Outset is using GPT-4 to make user surveys better
YC-backed Outset uses GPT-4 to autonomously conduct and synthesize user surveys. Outset users create a survey and share the link with prospective survey takers, then Outset follows up with respondents to clarify, probe on answers and create a “conversational rapport” for deeper responses. Outset enabled WeightWatchers to conduct and synthesize over 100 interviews in 24 hours.

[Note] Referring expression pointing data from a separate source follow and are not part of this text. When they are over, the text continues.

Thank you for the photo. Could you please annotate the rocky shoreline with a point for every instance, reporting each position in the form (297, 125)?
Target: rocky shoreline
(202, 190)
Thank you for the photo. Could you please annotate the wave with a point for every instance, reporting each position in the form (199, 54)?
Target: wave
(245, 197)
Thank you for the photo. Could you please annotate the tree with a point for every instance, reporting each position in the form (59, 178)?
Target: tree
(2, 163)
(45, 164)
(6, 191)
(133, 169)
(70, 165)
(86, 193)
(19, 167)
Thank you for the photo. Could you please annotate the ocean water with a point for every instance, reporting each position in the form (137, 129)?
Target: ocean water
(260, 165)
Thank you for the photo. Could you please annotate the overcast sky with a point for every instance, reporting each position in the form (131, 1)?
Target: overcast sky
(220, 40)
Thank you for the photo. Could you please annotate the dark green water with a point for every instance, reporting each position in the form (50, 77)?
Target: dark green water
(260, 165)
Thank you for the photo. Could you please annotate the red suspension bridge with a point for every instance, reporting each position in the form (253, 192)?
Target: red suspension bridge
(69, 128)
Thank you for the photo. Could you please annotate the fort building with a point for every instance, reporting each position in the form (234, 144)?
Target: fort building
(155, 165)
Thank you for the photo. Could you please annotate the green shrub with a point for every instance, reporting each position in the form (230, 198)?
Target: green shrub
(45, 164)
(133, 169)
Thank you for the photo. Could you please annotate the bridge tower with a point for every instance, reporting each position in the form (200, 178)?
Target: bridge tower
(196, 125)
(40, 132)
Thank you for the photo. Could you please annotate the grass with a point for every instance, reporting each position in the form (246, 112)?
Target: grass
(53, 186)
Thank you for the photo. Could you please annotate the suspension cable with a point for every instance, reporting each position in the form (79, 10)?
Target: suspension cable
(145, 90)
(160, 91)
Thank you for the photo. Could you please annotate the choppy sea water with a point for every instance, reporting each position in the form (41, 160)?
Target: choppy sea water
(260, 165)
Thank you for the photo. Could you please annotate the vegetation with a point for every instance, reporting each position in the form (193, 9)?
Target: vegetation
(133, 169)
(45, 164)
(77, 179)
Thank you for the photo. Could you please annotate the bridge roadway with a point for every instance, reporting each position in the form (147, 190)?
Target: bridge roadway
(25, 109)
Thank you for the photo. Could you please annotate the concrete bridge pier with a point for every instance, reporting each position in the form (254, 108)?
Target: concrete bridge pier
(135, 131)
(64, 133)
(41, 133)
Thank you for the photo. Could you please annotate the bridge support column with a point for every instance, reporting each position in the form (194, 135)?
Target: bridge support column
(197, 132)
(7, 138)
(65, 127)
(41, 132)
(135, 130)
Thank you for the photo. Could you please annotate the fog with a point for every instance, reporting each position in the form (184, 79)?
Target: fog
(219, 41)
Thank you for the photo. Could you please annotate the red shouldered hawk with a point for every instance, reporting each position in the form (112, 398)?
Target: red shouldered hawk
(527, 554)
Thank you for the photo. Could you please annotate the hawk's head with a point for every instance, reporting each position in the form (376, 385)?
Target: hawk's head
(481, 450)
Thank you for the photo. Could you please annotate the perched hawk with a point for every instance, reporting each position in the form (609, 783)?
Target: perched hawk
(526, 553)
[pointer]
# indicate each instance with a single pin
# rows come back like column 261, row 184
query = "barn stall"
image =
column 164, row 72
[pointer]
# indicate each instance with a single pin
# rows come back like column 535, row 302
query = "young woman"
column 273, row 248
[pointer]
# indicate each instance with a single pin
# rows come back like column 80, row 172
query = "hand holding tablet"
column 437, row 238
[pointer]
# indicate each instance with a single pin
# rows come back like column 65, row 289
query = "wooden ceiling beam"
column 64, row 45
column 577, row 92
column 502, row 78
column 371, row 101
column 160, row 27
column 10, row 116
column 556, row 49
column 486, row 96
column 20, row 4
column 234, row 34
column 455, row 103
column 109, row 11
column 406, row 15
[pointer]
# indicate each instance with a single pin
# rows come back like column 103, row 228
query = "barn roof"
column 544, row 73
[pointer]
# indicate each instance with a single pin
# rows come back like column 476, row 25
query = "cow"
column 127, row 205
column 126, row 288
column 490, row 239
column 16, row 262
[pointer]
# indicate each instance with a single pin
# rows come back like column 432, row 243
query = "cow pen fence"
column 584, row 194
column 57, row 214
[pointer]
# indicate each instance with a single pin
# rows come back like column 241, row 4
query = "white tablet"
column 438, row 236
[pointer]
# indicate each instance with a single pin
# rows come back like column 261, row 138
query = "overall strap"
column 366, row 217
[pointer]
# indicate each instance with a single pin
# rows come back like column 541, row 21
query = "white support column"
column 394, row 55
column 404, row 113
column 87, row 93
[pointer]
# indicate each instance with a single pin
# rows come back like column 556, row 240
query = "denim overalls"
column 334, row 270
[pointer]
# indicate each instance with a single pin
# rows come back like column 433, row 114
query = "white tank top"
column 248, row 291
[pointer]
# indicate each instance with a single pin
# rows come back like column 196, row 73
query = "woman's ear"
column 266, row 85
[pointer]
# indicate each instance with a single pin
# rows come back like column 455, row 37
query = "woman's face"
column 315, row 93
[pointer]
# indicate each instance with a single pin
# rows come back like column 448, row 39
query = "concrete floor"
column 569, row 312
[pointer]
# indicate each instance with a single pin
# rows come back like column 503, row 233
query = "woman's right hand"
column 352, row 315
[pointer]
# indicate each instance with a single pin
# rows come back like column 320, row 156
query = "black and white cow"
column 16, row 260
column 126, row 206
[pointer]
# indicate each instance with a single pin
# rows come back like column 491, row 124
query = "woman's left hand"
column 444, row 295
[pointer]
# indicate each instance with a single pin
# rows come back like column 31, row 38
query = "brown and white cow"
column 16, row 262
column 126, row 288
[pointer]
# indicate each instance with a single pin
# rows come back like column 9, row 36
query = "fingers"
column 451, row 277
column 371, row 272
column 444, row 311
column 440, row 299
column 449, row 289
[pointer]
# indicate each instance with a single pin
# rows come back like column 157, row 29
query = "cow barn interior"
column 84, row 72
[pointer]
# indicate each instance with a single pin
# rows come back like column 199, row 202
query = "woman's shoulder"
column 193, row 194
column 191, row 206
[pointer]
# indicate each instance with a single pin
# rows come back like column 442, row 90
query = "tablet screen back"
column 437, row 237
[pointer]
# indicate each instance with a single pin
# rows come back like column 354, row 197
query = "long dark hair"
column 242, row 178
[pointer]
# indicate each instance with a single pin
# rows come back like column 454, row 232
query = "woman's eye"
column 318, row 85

AI Explained had a nice series of videos about it:
Altman’s polarizing past hints at OpenAI board’s reason for firing him
Previously Y Combinator founder Paul Graham gave Sam the boot from leading YC. Sam “had developed a reputation for favoring personal priorities over official duties and for an absenteeism that rankled his peers and some of the start-ups he was supposed to nurture.”
Re: the new OpenAI board: “Altman was unwilling to talk to anyone he didn’t already know. By Sunday, it became clear that Altman wanted a board composed of a majority of people who would let him get his way.”
“One person who has worked closely with Altman described a pattern of consistent and subtle manipulation that sows division between individuals.”
“A former OpenAI employee, machine learning researcher Geoffrey Irving, who now works at competitor Google DeepMind, wrote that he was disinclined to support Altman after working for him for two years. “1. He was always nice to me. 2. He lied to me on various occasions 3. He was deceptive, manipulative, and worse to others, including my close friends (again, only nice to me, for reasons).””
Exclusive: OpenAI researchers warned board of AI breakthrough ahead of CEO ouster, sources say
Supposedly several staff researchers at OpenAI wrote a letter to the board of directors a warning of a powerful AI discovery that could threaten humanity. Allegedly there was a project, Q*, that was able to solve certain math problems, implying it might have great reasoning capabilities than just predicting the next word. This could be applied to novel scientific research, for instance.
This may have been what Sam Altman meant when he said being in the room “where we push the veil of ignorance back and the frontier of discovery forward.”
OpenAI’s Misalignment and Microsoft’s Gain
Stratechery deep dive on the implications of OpenAI’s non-profit model and governance situation, internal cultural dynamics at OpenAI, Microsoft’s role, Altman’s reputation, and thoughts going forward.